I hope you will forgive me,  I need to write this post.

I have many things going through my mind at this time, some personal, some not.  I hope I can articulate what I feel.

I hope that if you have been reading most of my posts you have learned that this process of weight loss has never been to be  a size two, or something similar, but rather to overcome a weakness, to change bad habits, and to be better than I have been.   Our world today places so much emphasis on image, and to be honest it is at times sickening.   I do not want to leave this mortal life in what the world would deem a perfect body.  Rather I want to leave this world knowing that despite the hardships and weaknesses that this mortal body gives me, I fought to make it better, to protect it,  and lived up to the privilege of having it.  It is a gift not to be abused.   It is an opportunity to learn about its weaknesses and to strengthen them.  It is a chance for my soul to grow, change, and draw nearer to God.
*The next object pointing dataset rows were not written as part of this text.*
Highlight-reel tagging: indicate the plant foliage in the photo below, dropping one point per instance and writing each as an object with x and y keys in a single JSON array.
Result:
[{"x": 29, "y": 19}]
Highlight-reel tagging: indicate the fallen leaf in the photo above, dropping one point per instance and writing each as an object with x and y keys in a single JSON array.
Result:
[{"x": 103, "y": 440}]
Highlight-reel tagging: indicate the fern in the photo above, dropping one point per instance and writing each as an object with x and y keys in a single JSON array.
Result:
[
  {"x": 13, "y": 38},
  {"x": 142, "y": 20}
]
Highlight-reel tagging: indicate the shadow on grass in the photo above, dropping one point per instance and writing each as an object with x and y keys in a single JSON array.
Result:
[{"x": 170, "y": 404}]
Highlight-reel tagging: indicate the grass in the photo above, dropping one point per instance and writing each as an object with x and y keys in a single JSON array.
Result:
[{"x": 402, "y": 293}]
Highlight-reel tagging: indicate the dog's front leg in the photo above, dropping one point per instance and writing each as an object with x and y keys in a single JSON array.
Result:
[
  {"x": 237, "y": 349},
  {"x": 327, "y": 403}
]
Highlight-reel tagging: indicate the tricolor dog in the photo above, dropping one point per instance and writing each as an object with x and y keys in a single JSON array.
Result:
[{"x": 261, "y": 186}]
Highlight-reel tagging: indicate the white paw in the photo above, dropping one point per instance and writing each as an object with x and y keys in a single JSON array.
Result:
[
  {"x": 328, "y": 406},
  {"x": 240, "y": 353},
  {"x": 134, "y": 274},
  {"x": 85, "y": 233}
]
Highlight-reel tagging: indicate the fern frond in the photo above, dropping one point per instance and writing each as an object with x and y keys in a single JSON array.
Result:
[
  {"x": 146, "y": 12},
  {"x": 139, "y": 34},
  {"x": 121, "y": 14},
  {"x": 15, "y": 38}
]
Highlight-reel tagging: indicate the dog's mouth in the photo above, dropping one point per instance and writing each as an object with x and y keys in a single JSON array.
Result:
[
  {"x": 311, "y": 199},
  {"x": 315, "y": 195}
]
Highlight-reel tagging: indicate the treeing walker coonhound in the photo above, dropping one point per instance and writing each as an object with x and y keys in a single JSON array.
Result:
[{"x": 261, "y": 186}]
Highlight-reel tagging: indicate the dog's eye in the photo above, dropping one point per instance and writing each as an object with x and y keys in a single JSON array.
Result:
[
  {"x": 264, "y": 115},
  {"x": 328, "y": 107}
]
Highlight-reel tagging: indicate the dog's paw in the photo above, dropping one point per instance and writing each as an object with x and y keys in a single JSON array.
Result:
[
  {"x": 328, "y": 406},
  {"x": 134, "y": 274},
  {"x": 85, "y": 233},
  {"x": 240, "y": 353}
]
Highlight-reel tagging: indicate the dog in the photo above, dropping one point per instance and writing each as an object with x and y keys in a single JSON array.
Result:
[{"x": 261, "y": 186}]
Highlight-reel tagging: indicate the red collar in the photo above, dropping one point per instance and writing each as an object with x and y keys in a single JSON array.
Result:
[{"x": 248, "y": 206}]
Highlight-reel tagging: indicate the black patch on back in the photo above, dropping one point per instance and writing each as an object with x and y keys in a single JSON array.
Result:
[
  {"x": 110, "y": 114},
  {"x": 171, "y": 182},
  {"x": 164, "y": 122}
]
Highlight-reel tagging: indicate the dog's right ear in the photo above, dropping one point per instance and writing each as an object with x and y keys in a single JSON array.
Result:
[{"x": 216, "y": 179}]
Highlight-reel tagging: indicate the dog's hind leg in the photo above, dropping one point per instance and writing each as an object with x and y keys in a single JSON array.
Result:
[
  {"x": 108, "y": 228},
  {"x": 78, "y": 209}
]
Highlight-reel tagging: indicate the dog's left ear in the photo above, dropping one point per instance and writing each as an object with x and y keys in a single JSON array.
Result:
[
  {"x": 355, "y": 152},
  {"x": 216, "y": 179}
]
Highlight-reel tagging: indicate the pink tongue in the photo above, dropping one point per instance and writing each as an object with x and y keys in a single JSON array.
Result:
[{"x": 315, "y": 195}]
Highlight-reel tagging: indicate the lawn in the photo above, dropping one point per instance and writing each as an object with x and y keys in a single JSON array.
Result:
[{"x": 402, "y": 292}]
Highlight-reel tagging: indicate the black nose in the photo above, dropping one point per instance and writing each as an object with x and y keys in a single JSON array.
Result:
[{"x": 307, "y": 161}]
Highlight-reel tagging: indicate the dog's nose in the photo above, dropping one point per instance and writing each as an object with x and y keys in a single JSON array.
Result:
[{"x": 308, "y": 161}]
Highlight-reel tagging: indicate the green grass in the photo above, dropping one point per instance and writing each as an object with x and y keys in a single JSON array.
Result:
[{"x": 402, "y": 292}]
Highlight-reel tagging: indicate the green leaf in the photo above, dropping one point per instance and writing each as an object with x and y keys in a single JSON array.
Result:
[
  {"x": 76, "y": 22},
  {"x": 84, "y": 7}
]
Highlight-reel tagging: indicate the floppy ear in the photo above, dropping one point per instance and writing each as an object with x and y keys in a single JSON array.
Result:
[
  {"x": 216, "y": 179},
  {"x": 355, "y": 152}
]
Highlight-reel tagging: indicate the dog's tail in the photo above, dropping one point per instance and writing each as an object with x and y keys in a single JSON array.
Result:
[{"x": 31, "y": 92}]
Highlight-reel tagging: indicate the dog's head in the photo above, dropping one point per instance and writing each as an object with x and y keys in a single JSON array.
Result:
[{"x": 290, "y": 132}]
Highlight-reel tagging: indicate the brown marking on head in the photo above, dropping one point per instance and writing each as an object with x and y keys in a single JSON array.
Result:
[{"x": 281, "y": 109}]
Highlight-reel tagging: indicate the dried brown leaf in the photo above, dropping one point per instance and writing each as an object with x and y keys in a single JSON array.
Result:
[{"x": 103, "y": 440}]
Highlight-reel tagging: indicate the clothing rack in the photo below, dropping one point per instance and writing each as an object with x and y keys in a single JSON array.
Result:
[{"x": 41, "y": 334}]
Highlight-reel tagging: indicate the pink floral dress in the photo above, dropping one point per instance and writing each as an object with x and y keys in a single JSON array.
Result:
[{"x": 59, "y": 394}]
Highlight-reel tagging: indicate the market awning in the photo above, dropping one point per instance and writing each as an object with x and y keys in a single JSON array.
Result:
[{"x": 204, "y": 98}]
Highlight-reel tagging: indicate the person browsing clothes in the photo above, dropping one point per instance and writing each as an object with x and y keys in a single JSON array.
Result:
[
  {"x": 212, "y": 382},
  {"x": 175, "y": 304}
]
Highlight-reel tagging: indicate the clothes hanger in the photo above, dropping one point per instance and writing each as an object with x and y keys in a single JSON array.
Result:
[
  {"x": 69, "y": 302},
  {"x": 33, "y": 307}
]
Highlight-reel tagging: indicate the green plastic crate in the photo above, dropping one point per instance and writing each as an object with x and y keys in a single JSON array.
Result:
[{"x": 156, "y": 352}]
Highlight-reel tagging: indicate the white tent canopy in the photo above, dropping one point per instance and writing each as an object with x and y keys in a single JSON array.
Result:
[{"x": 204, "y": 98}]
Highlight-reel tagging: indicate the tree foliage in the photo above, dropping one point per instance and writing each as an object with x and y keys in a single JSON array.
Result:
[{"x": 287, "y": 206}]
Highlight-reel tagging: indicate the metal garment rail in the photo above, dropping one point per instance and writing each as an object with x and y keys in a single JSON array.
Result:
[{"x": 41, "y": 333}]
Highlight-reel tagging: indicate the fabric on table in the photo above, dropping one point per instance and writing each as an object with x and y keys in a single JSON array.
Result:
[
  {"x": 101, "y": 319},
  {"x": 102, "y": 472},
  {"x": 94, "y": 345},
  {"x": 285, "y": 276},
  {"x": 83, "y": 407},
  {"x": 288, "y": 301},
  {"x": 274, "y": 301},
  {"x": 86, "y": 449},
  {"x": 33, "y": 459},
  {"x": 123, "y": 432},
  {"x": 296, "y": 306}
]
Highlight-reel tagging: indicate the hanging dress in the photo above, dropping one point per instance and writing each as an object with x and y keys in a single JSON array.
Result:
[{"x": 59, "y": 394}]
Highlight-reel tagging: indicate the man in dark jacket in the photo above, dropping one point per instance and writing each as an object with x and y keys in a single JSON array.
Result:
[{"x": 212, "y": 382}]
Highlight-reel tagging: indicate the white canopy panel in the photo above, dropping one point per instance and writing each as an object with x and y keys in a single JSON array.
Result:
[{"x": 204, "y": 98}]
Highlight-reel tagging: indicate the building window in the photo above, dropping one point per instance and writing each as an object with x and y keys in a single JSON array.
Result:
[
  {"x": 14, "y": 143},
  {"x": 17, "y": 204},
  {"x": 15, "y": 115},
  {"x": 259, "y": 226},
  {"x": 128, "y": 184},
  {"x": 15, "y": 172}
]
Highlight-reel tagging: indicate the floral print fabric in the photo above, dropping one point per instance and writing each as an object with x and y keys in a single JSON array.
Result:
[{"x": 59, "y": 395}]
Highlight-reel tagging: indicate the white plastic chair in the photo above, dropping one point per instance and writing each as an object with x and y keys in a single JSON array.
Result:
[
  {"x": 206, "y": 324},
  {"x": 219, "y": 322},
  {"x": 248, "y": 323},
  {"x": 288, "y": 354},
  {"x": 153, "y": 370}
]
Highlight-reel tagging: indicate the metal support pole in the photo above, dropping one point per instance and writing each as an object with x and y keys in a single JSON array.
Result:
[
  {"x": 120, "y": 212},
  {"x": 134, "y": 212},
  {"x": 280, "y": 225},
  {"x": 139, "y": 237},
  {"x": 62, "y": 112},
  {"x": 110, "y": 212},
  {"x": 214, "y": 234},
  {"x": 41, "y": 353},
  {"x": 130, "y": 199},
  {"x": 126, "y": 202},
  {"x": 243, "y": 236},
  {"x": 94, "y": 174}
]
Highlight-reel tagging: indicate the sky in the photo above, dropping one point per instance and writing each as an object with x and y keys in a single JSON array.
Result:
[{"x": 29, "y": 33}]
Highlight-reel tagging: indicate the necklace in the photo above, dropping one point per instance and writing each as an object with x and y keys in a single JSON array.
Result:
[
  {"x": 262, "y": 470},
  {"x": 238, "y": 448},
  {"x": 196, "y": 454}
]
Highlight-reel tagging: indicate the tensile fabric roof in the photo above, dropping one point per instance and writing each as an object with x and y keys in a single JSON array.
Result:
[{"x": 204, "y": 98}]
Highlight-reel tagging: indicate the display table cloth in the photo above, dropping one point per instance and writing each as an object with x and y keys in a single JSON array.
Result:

Our time here is limited, this truth becomes clearer the longer I live.  And I do not want to waste my days seeking after the world would want me to be.  They are so very wrong in what they think!  I am not a size two,  I have a belly because of four beautiful children, and because I like desserts!  I am so much more than a number on the scale.   I am beautiful because I was made in the image of my Heavenly Father.   I am capable of achieving anything, if I have the courage, determination, and strength to do it.

Most importantly I am here day after day trying to make it right, to be better, to overcome, because of my Savior Jesus Christ.  I believe in an atonement, I believe that through Him I can one day become perfect.  When I seek after Him,  I seem to find myself in a brilliant and beautiful light.  I see myself as He sees me.  I hope and long to do His will because He knows me better than I know myself.  I am nothing without Him, and everything with Him.   And when I get a glimpse of that beauty,  I realize that what the world says is sad, so misguided and lost.  There is no value in a size.  There is no value in  appearance, or sexuality.  

There is value in virtue, dignity, and integrity.   This is what I am seeking, and in bits and pieces I am finding it.  And when this mortal body of mine reaches its last day,  I hope that I was a pillar of what is virtuous, I hope that I was an example of the Savior,  I hope that my life gives light to dark sad abyss of this world.